Saturday, June 26, 2004

Static typing and Java collections

Java's collection classes provide fertile ground for the perpetual debate between static and dynamic typing. One argument says that since Java collections are effectively dynamically typed, but ClassCastExceptions are still rare, static typing may not be as helpful as its advocates would like to think.

I ran into a ClassCastException the other day. My initial thought was to count this as a place where static typing wins out, but once I found and fixed the mistake, the particulars paint a rather different picture.

  • The container in question was HttpSession attributes - a heterogenous collection that cannot be made typesafe by generics or similar mechanisms.
  • The cast that caused the problem was because I put a Collections.synchronizedSet(new HashSet()) in the session, and tried to take a HashSet out. In a dynamic language, this wouldn't be necessary - if it acts like a set, it's a set.
  • This is not the kind of bug that lays dormant in code for long periods of time. The compiler didn't catch it, but my unittest did.
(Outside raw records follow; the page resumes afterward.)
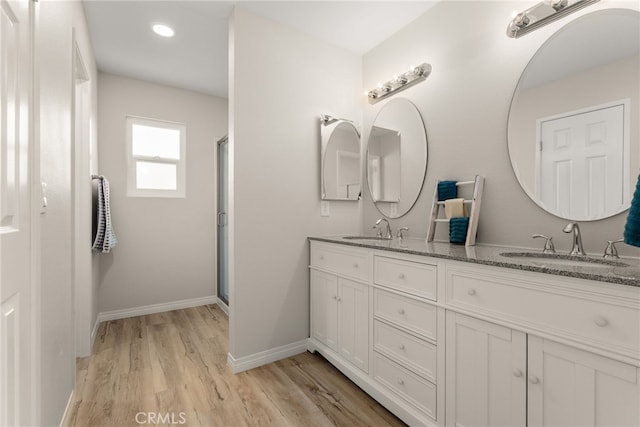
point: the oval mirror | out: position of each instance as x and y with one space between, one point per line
573 123
340 168
396 158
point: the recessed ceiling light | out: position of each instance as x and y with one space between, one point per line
163 30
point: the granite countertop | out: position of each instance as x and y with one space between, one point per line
627 272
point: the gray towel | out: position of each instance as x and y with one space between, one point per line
105 236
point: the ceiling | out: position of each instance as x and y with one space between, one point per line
197 59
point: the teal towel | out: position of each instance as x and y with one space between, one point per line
458 229
447 190
632 227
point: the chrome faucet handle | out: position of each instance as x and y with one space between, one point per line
549 248
611 252
400 230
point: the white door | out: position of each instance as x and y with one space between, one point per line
15 150
353 312
581 170
485 373
571 387
324 308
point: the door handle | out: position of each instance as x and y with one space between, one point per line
222 219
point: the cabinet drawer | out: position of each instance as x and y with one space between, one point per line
548 306
415 390
414 353
417 316
344 261
416 278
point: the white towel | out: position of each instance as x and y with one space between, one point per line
454 208
105 236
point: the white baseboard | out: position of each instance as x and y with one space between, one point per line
67 411
155 308
264 357
224 307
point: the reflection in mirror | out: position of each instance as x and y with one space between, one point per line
340 169
573 123
396 158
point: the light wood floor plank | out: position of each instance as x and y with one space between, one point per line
174 365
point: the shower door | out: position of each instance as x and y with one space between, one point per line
223 231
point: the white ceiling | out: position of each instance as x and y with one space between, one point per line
196 58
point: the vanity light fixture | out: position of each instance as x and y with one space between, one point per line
398 83
163 30
543 13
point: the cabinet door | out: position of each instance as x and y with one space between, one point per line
485 373
353 308
572 387
324 308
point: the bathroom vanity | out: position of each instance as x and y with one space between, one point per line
452 335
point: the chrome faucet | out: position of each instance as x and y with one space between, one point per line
377 226
549 248
577 248
611 252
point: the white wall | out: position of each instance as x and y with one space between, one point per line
465 105
56 21
166 249
281 81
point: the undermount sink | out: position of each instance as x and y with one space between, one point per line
545 260
380 239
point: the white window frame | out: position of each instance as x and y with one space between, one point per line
132 190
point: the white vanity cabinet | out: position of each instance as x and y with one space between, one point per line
374 316
576 364
445 342
405 339
340 316
486 373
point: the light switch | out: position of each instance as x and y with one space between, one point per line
324 208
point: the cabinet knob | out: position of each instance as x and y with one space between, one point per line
601 321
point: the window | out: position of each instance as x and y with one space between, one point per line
156 158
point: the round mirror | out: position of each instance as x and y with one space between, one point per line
573 124
396 158
341 177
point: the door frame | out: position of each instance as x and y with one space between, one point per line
626 141
224 304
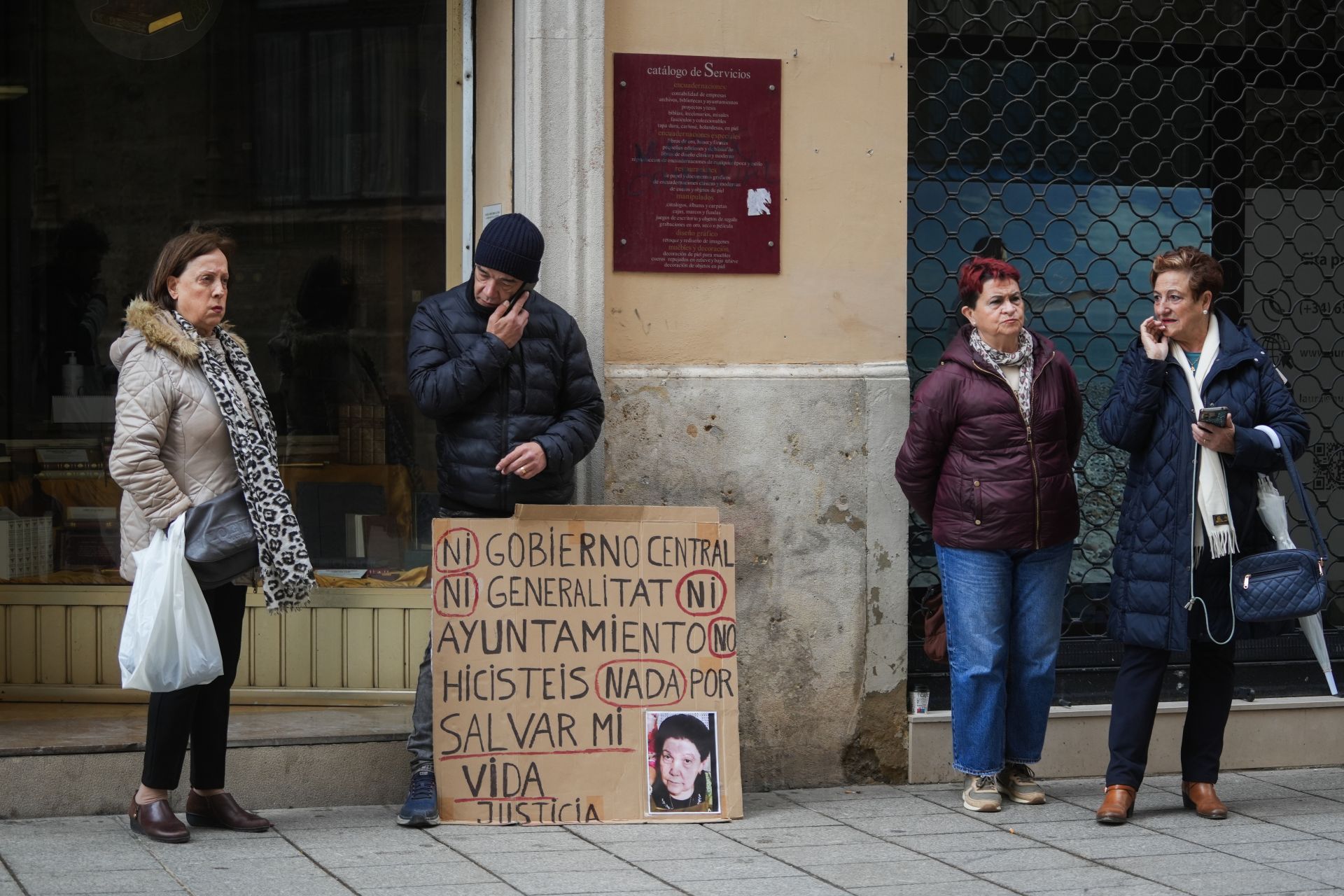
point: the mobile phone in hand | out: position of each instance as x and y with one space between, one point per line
1214 415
Even though Python is my favorite language overall, I tend to believe that static typing is valuable for large projects. The aforementioned Bruce Eckel article says that static typing is a form of testing, but I think it's really more like documentation. Type declarations are a form of comment whose accuracy can be verified by the compiler. In a dynamic language you usually end up putting comments describing the types of objects, so you might as well do it in a machine-readable way.